Pagi itu, ada keharuan yang menyelusup direlung hatinya. Anak gadisnya bisa memenuhi harapannya, dan sekaligus ada rasa ketakutan berpisah dengan Vima. Mereka berpelukan erat, bahagia sekaligus sedih.
“Aku berjanji akan baik-baik saja Ma, tidak akan membuat mama malu. Aku bisa menjaga diriku.”
***
Siang ini Vima di sini, berkeringat dan bersusah payah dengan barang bawaannya. Tak terduga ternyata cuaca kota Semarang sangat tidak bersahabat.
Empat hari yang lalu dia naik kapal laut dari Medan ke Jakarta lalu dilanjutkan naik bis ke Semarang. Perjalanannya tidak mudah, tapi menyenangkan. Menjadi pengalaman pertama untuknya dan mungkin selanjutnya.
Awalnya dia gugup saat harus menaiki tangga kapal, bertanya-tanya bagaimana rasanya berada di dalam kapal dan berlayar berhari-hari dengan orang-orang yang tidak dikenalnya. Tekadnya yang kuat membuat dia percaya kalau dia bisa.
Melihat perjalanan yang akan dilakoni Vima, membuat mama ragu melepasnya. Vima terus merayu dan meyakinkan mama, anak gadis yang keras kepala kata mama. Kalau bukan karena ada namboru dan amang boru yang tinggal di Semarang, mama pasti tidak akan melepas kepergiannya.
Diingatnya pesan namboru untuk naik taksi dari terminal ke rumah. Namboru tidak bisa menjemput karena demam, amangboru sedang berada di luar negeri, sedangkan anak namboru yaitu sepupunya sedang berada di luar kota. Jadi tidak ada yang bisa menjemput. Namboru hanya bisa menelepon dan memberitahukan caranya.
Untunglah tidak sulit mencari taksi, banyak yang mangkal di terminal. Begitu berada di dalam taksi rasanya sejuk, karena ada pendingin udara yang dipasang dengan suhu yang lumayan kencang. Disebutkannya alamat yang harus dituju. Supir taksinya ramah, sesekali mengajak Vima bicara. Terus terang dia sangat berterima kasih diajak bicara, karena itu bisa membuat Vima tetap terjaga. Vima terlalu lelah dan mulai mengantuk. Matanya terasa berat, menggelayut merayu untuk membuatnya tertidur. D
ipandanginya jalanan, tidak ada pemandangan yang menarik hanya kendaraan bermotor yang berlalu-lalang dan bangunan yang tinggi, ciri khas pemandangan di kota besar. Benar-benar membosankan.

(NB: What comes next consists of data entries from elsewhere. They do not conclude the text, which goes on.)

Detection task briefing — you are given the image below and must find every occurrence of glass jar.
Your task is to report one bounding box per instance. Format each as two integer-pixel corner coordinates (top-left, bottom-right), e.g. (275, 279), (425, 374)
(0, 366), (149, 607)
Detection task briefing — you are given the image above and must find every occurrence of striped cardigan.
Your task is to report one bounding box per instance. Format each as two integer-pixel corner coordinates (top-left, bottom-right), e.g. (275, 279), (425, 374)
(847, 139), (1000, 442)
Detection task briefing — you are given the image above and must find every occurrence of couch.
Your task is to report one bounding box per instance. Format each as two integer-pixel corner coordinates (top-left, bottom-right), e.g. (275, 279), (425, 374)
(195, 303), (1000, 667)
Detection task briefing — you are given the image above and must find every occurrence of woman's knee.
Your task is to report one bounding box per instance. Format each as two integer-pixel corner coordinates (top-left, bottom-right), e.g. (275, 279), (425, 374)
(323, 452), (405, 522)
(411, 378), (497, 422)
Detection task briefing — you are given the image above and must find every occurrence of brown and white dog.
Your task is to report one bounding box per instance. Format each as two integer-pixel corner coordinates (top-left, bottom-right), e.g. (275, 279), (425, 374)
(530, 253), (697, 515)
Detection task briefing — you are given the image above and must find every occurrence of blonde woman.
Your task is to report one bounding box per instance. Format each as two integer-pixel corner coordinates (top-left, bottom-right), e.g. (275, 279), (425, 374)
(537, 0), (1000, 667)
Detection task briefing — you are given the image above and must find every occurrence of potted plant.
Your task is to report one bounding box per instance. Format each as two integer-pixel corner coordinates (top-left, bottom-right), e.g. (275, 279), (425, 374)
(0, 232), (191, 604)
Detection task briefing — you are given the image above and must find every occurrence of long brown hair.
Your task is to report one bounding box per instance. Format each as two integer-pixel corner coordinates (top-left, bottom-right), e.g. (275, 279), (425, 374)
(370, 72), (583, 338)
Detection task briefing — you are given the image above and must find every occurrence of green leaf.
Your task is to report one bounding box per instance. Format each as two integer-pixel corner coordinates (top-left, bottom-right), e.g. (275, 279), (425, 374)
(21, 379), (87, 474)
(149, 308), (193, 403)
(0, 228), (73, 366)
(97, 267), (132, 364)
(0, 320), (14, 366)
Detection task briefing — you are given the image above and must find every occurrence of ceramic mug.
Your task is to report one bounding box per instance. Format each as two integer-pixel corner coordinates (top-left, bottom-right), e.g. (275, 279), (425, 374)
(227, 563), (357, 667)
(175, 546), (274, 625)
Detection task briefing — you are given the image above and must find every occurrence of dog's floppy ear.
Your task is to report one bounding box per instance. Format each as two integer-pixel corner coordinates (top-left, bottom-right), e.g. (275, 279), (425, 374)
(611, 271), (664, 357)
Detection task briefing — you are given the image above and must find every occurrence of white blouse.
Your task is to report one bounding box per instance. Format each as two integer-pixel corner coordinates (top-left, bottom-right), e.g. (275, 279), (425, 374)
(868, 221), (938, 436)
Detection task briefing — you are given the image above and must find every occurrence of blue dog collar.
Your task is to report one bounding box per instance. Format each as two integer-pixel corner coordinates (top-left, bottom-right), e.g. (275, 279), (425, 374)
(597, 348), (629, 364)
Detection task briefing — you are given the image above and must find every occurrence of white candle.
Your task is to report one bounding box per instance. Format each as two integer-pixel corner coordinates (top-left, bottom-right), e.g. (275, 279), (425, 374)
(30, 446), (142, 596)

Saat mulai terkantuk-kantuk dan nyaris tertidur didengarnya supir taksi bicara, “Kita sudah masuk kawasan Jangli Mbak, sebentar lagi sampai.”
Vima terkesiap. Pemandangan berubah menjadi rumah-rumah besar, gedongan. Terlihat kalau penghuninya orang kaya. Vima tahu amang boru seorang pengusaha, tapi dia tidak menduga kalau sekaya ini.
Begitu sampai di suatu bangunan rumah besar, temboknya berwarna putih dan berpagar tinggi terbuat dari kayu yang tebal. Vima meyakinkan diri kalau itu benar rumah namboru. Dicocokkannya nomor rumah yang tertera di kertas dengan nomor rumah yang ada di tembok. Vima mulai memencet bel, berharap dia tidak salah alamat. Didengarnya suara orang melangkah lalu membuka pagar.
“Apa benar ini Non Vimala?” Perempuan itu bertanya dengan sedikit keraguan di wajah.
Mungkin melihat tampang Vima yang kucel, pakaiannya yang sederhana, perempuan itu tidak yakin kalau Vima saudara si pemilik rumah. Vima menganggukkan kepala, perempuan itu tersenyum, “Ayo masuk Non, sudah ditunggu nyonya.”
Namboru : Saudara perempuan dari ayah, bisa kakak atau adik.